ACROSS the RIVER and INTO the TREES by ERNEST HEMINGWAY

“It’s sort of funny up there,” the Colonel said, “and I don’t mind it.”

“We must mechanize the Honorable Pacciardi,” the bar-tender said. “And supply him with the atomic bomb.”

“I’ve got three of them in the back of the car,” the Colonel said. “The new model, complete with handles. But we can’t leave him unarmed. We must supply him with botulism and anthrax.”

“We cannot fail the Honorable Pacciardi,” the bar­tender said. “Better to live one day as a lion than a hun­dred years as a sheep.”

“Better to die on our feet than to live on our knees,” the Colonel said. “Though you better get on your belly damn fast if you want to stay alive in plenty places.”

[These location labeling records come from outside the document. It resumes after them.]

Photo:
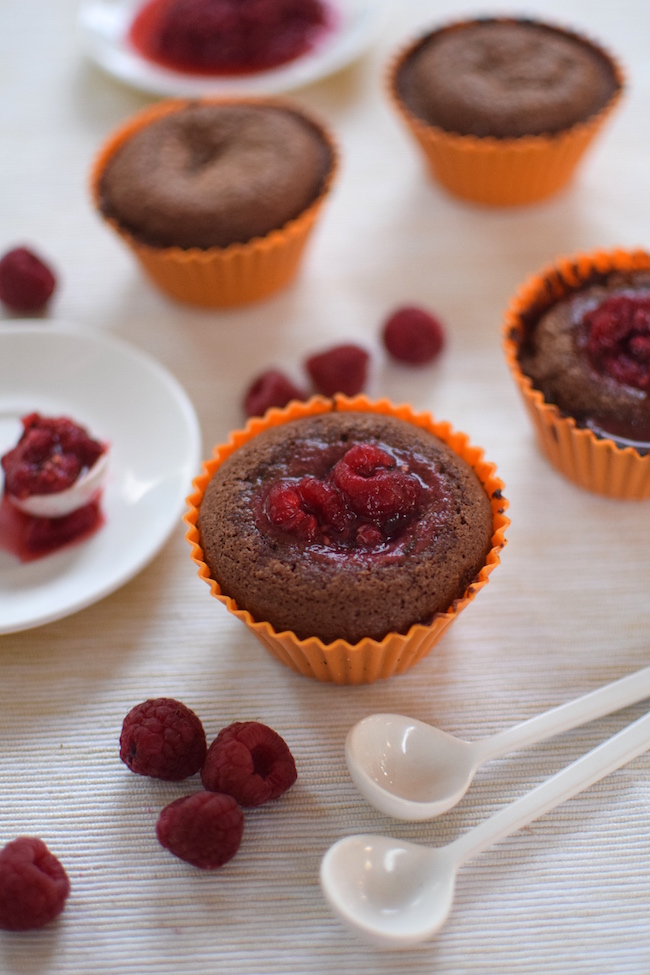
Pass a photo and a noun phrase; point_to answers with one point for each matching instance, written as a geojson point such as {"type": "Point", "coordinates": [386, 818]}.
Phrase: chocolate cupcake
{"type": "Point", "coordinates": [504, 107]}
{"type": "Point", "coordinates": [577, 340]}
{"type": "Point", "coordinates": [346, 534]}
{"type": "Point", "coordinates": [216, 198]}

“Colonel, do not say anything subversive.”

“We will strangle them with our bare hands,” the Colonel said. “A million men will spring to arms over­night.”

“Whose arms?” the bar-tender asked.

“All that will be attended to,” the Colonel said. “It’s only a phase in the Big Picture.”

Just then the driver came in the door. The Colonel saw that while they had been joking, he had not watched the door and he was annoyed, always, with any lapse of vigilance or of security.

“What the hell’s been keeping you, Jackson? Have a drink.”

“No, thank you, sir.”

You prissy jerk, the Colonel thought. But I better stop riding him, he corrected.

“We’ll be going in a minute,” the Colonel said. “I’ve been trying to learn Italian from my friend here.” He turned to look at the Milan profiteers; but they were gone.

I’m getting awfully slow, he thought. Somebody will take me any day now. Maybe even the Honorable Pacciardi, he thought.

“How much do I owe you?” he asked the bar-tender shortly.

The bar-tender told him and looked at him with his wise Italian eyes, not merry now, although the lines of merriment were clearly cut where they radiated from the corners of each eye. I hope there is nothing wrong with him, the bar-tender thought. I hope to God, or anything else, there’s nothing really bad.

“Good-bye, my Colonel,” he said.

“Ciao,” the Colonel said. “Jackson, we are going down the long ramp and due north from the exit to where the small launches are moored. The varnished ones. There is a porter with the two bags. It is necessary to let them carry them since they have a concession.”

“Yes, sir,” said Jackson.

The two of them went out the door and no one looked back at anyone.

At the imbarcadero, the Colonel tipped the man who had carried their two bags and then looked around for a boatman he knew.

He did not recognize the man in the launch that was first on call, but the boatman said, “Good-day, my Colo­nel. I’m the first.”

“How much is it to the Gritti?”

“You know as well as I, my Colonel. We do not bar­gain. We have a fixed tariff.”

“What’s the tariff?”

“Three thousand five hundred.”

“We could go on the vaporetto for sixty.”

“And nothing prevents you going,” the boatman, who was an elderly man with a red but un-choleric face, said. “They won’t take you to the Gritti but they will stop at the imbarcadero past Harry’s, and you can telephone for someone from the Gritti to get your bags.”

And what would I buy with the God-damn three thou­sand five hundred lire; and this is a good old man.

“Do you want me to send that man there?” he pointed to a destroyed old man who did odd jobs and ran er­rands around the docks, always ready with the unneeded aid to the elbow of the ascending or descending passenger, always ready to help when no help was needed, his old felt hat held out as he bowed after the un-needed act. “He’ll take you to the vaporetto. There’s one in twenty minutes.”

“The hell with it,” the Colonel said. “Take us to the Gritti.”

“Con piacere,” the boatman said.

The Colonel and Jackson lowered themselves into the launch which looked like a speed boat. It was radiantly varnished and lovingly kept and was powered with a marine conversion of a tiny Fiat engine that had served its allotted time in the car of a provincial doctor and had been purchased out of one of the grave-yards of automo­biles, those mechanical elephant cemeteries that are the one certain thing you may find in our world near any populated center, and been reconditioned and recon­verted to start this new life on the canals of this city.